ところが伊藤さんいわく、「不安や迷いを完全になくすことはできないし、なくさなくてもいい」。人と比べてしまう自分を責めるよりも、 “希少性を発揮できる場所にポジショニングする” という考え方が大事だと語りました。
2-2. 希少性とポジショニング
「自分だけが持つ強み」が組織内でどこまで必要とされるかを客観的に見極め、そこに身を置くことで不安を抑えながら、組織から求められる存在になる――伊藤さんはこれを「希少性」と呼びます。
たとえば周りがテスト設計に集中しているなら、自分は自動化や新しいツールの導入を率先して担う、といった形で差異化を生む。自分一人だけがその領域をできるのであれば、いつしか「必要とされる人」として組織に欠かせない存在になるわけです。
2-3. ポジションが消える前に、自分が壊す
伊藤さんは 「ポジションは必ずなくなる」 とも強調しました。1度は“希少性”を発揮できたとしても、いずれ技術進歩や周囲のスキルアップによって、同じレベルまで追いつかれてしまいます。そこで伊藤さんが選んだ戦略は「自分からポジションを壊しにいく」というもの。周囲に教え込み、コモディティ化してしまうのです。
自分だけの特権を長く守り続けるのではなく、あえてノウハウを共有し、新たにやりたいことを探しに行く。その姿勢こそが「求められ続ける」QAエンジニアとしての道だと締めくくられました。
第3章 「自分の軸足を見つけろ」(末村さん)
3-1. 軸足をアップデートしていく
続いて登壇した末村さんは、まったく異なる角度から「軸足」というキーワードを提示しました。軸足とは、「自分が大切にしたい要素、説明したい核」とのこと。
大学時代は文学部哲学科を卒業し、最初は倉庫勤務から始まったものの、最終的にはQAエンジニアや開発、そしてエヴァンジェリストへと幅広く転身してきました。そのときどきで、軸足を「物流が好き」→「仕組み作り」→「レバレッジ」と変えていくことで、周囲からのニーズに合わせて自分を更新してきたのです。
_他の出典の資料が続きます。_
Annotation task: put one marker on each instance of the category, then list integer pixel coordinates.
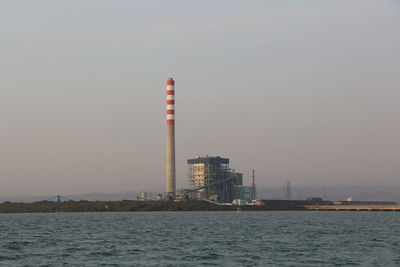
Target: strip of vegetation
(132, 206)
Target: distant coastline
(133, 206)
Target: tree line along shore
(133, 206)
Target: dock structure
(355, 207)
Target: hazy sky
(301, 90)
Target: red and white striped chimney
(170, 159)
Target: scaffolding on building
(206, 170)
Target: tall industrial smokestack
(170, 171)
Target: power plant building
(213, 178)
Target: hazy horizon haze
(300, 90)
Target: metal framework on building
(204, 171)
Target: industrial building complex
(210, 178)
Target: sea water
(201, 238)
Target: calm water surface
(201, 238)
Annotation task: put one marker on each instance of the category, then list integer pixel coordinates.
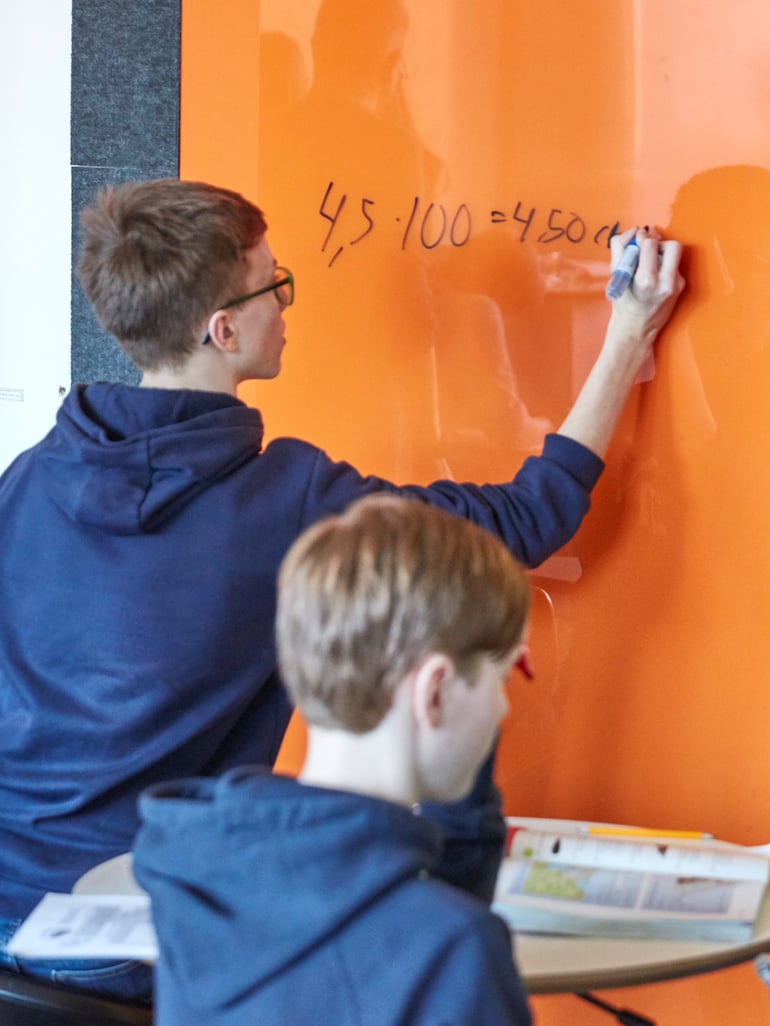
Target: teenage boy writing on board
(283, 901)
(142, 538)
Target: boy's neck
(203, 370)
(379, 763)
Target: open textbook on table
(629, 884)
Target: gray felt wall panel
(124, 126)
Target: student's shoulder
(460, 912)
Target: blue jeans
(125, 981)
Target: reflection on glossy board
(441, 175)
(443, 179)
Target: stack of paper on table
(574, 881)
(65, 925)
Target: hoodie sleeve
(535, 513)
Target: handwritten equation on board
(427, 225)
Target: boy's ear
(221, 330)
(429, 691)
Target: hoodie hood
(126, 467)
(258, 856)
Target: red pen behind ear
(524, 665)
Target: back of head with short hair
(364, 596)
(160, 257)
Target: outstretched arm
(637, 318)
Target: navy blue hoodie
(141, 541)
(284, 905)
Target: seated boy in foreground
(311, 901)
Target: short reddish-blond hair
(158, 258)
(364, 596)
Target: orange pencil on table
(646, 832)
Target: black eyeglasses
(282, 285)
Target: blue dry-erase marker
(621, 276)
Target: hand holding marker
(623, 273)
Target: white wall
(35, 50)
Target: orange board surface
(443, 176)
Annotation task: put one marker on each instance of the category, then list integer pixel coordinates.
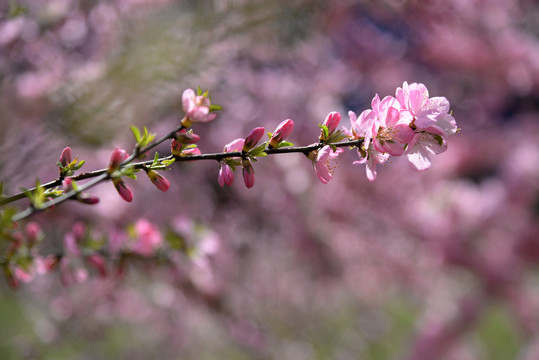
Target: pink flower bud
(67, 184)
(248, 174)
(332, 121)
(253, 138)
(184, 137)
(88, 199)
(98, 263)
(158, 180)
(196, 108)
(71, 245)
(191, 151)
(12, 281)
(65, 157)
(149, 238)
(226, 175)
(282, 132)
(123, 190)
(116, 158)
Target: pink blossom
(368, 155)
(253, 138)
(361, 128)
(184, 137)
(391, 132)
(417, 108)
(283, 130)
(324, 163)
(423, 146)
(148, 238)
(65, 157)
(430, 141)
(248, 174)
(197, 107)
(158, 180)
(88, 199)
(331, 122)
(116, 158)
(190, 151)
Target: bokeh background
(433, 265)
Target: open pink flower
(197, 107)
(248, 173)
(417, 108)
(324, 163)
(362, 127)
(253, 138)
(226, 175)
(65, 157)
(283, 130)
(123, 190)
(331, 122)
(391, 132)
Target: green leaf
(259, 150)
(136, 133)
(283, 144)
(168, 162)
(325, 130)
(79, 165)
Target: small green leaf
(283, 144)
(215, 107)
(136, 133)
(325, 130)
(79, 165)
(168, 162)
(259, 150)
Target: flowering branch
(411, 124)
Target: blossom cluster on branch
(412, 123)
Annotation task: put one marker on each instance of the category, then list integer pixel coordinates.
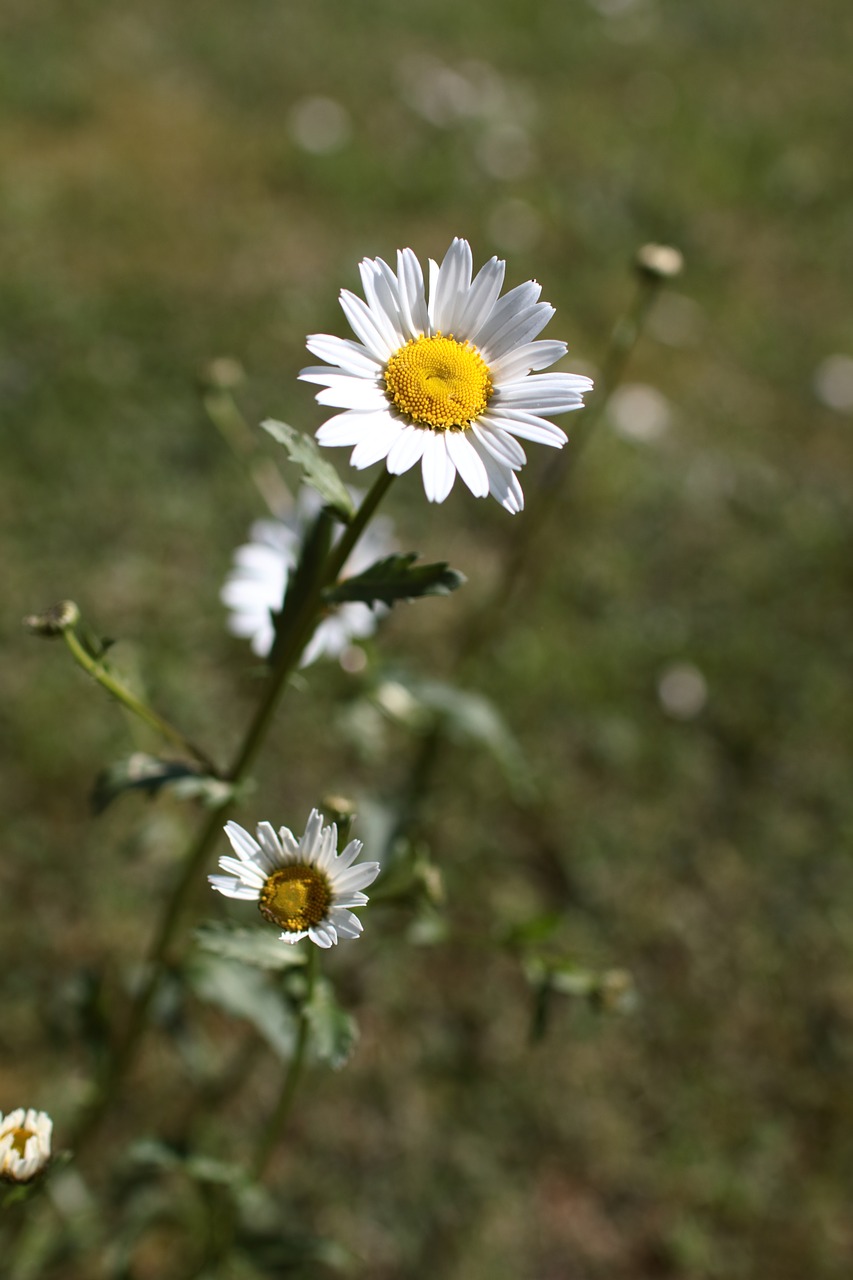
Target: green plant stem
(99, 672)
(272, 1133)
(623, 341)
(624, 337)
(200, 850)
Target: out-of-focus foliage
(183, 182)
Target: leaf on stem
(333, 1031)
(396, 577)
(258, 947)
(151, 775)
(461, 716)
(316, 471)
(245, 992)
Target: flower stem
(199, 851)
(100, 672)
(623, 339)
(273, 1130)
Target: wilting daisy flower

3-2. スキルをハコに詰めるのではなく、“なぜ”を語る
転職に苦労した頃の失敗例として、「自分が持っているスキルをただ並べるだけで、どんな想いで仕事をしているかを伝えられなかった」と振り返ります。世の中はスキルセットだけでは動かせない。何が好きで、どのように課題を感じ、どう解決してきたかを語ることで、相手に “この人と仕事がしたい” と思ってもらえるわけです。
末村さんは「やりたいこと=ハードスキル」にこだわりすぎるのではなく、「自分がどんな視点を持ち、どんな価値を組織に与えられるのか」を軸足に据えるべきだと強調しました。
3-3. 自分でニーズに“向きを合わせる”
ときには「大好きな登壇やマーケ的な活動に専念したい」という気持ちが出てくる。しかし、そのとき市場や組織が求めるのは別の領域かもしれない。末村さんは「どんな仕事をしていても、あるいはQAに戻っても、最終目的は周囲のレバレッジを生むこと。そこがズレなければどんな役割でも楽しめるし、求められやすい」と語りました。
第4章 パネルディスカッションとQ&A
パネルディスカッションでは、以下の3つのテーマを中心に話が展開しました。
4-1. テーマ①:キャリア観点やキャリア軸の変遷
伊藤さんは「自分自身が不安を消したいわけではなく、うまく付き合う道を探している」、末村さんは「好きかどうかより、世の中が自分に何を求めているかに軸足を合わせる」とそれぞれの視点を披露。お二人とも、“自分がどうしたいか”と“社会のニーズ”の間を行き来しながらキャリアを切り拓いている印象が強く残りました。
4-2. テーマ②:転職・社外活動へのモチベーション
伊藤さんは、社内だけでは得られない情報や刺激を求めてコミュニティに足を運び始め、書籍や翻訳などへも繋がったといいます。
末村さんも、会社やプロダクトを“外”とつないでいく仕事にやりがいを感じ、サポートエンジニアや講演活動など幅広く挑戦。いまはマーケティングチームに身を置きながら「品質の投資価値」を世の中に広げる役割を担っています。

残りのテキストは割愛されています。